In the commendation for his Nobel prize, which Sen received in 1998, the committee wrote Sen "has improved the theoretical foundation for comparing different distributions of society's welfare and defined new, and more satisfactory, indexes of poverty."
And the Nobel Prize committee is not alone in its praise.
"Amartya Sen is one the most creative and inspiring minds in economics today," says Maier Professor Benjamin M. Friedman '66.
"He is interested in extremely important, real-world problems," Friedman says. "All this has made a great deal of difference for economics, and it has opened the way for an enormous number of followers to implement... some of the new conceptual frameworks that Sen has developed."
One of Sen's most influential findings is that famines seem not to occur in democracies--freedom of the press puts too much pressure on the government to act before death tolls rise. Sen has also examined how democracy can best address gender imbalances among the impoverished.
"He has the rare capacity to think analytically like an economist but go beyond economists' frequent assumptions--for example, that people act primarily from self-interested motives," says Adams Professor Jane J. Mansbridge, at the Kennedy School.
"As a woman, I thank Sen for drawing economists' and planners' attention to female infanticide and, more broadly, to the ethical consequences of gender inequality," she says.
More than any specific discovery, however, Sen is known for how he approaches economics. "He's known for presenting economics with a human face and for being interested in things that a lot of economists do not stress," says Furer Professor Oliver D. Hart, the incoming chair of the economics department.

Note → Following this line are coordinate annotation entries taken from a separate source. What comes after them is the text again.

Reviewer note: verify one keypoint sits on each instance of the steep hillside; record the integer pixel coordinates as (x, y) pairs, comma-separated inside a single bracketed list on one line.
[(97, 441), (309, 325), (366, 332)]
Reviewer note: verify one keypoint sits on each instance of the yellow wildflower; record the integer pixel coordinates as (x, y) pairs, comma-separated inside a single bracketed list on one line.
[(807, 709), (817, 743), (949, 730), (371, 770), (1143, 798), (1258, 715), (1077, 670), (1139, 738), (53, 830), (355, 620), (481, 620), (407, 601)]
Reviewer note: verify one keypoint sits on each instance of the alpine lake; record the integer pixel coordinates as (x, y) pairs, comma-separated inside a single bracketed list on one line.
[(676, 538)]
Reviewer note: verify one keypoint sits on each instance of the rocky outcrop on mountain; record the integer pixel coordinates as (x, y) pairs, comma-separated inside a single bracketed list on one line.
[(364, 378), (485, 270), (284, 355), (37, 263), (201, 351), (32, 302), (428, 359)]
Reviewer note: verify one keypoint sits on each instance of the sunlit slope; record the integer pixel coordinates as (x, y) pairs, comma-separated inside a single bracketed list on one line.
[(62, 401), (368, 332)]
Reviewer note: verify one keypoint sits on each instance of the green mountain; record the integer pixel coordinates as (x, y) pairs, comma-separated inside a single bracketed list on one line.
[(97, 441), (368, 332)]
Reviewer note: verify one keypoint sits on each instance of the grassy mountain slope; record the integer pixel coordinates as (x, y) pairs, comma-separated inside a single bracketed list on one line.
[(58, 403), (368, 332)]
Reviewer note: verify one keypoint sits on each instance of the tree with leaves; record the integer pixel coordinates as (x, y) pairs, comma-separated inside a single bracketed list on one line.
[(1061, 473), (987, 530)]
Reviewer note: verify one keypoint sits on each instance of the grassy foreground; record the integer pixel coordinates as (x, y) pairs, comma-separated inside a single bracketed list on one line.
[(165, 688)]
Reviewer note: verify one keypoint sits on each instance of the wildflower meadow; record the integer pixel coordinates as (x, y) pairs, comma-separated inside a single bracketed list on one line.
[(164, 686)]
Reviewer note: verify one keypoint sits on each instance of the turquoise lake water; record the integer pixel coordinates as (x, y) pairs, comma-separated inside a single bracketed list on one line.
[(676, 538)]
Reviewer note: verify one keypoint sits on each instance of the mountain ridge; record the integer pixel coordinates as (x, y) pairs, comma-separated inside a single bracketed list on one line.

"Sen has people at the center of his economics," says Williams Professor Roderick L. MacFarquhar, chair of the government department. "Certainly he is a towering figure."
James E. Foster, a professor of economics at Vanderbilt University who sees Sen as his mentor and has recently collaborated with him on an appendix to Sen's 1973 work On Economic Inequality, says he and Sen "often argued into the wee hours about points in the book." Foster says, "He is very enthusiastic about his work. I wondered how we could do it." The Dabbler
Sen sees himself, however, as much more of a dabbler and says he feels intellectually bored if he is indefinitely confined to one topic.
"I feel somewhat apologetic that my interests are so diverse," Sen says. "I'm so peripatetic, after a year or two I tend to move to something else."
Sen says Harvard has been especially good at "indulging" him and "allowing [him] to move from one subject to another."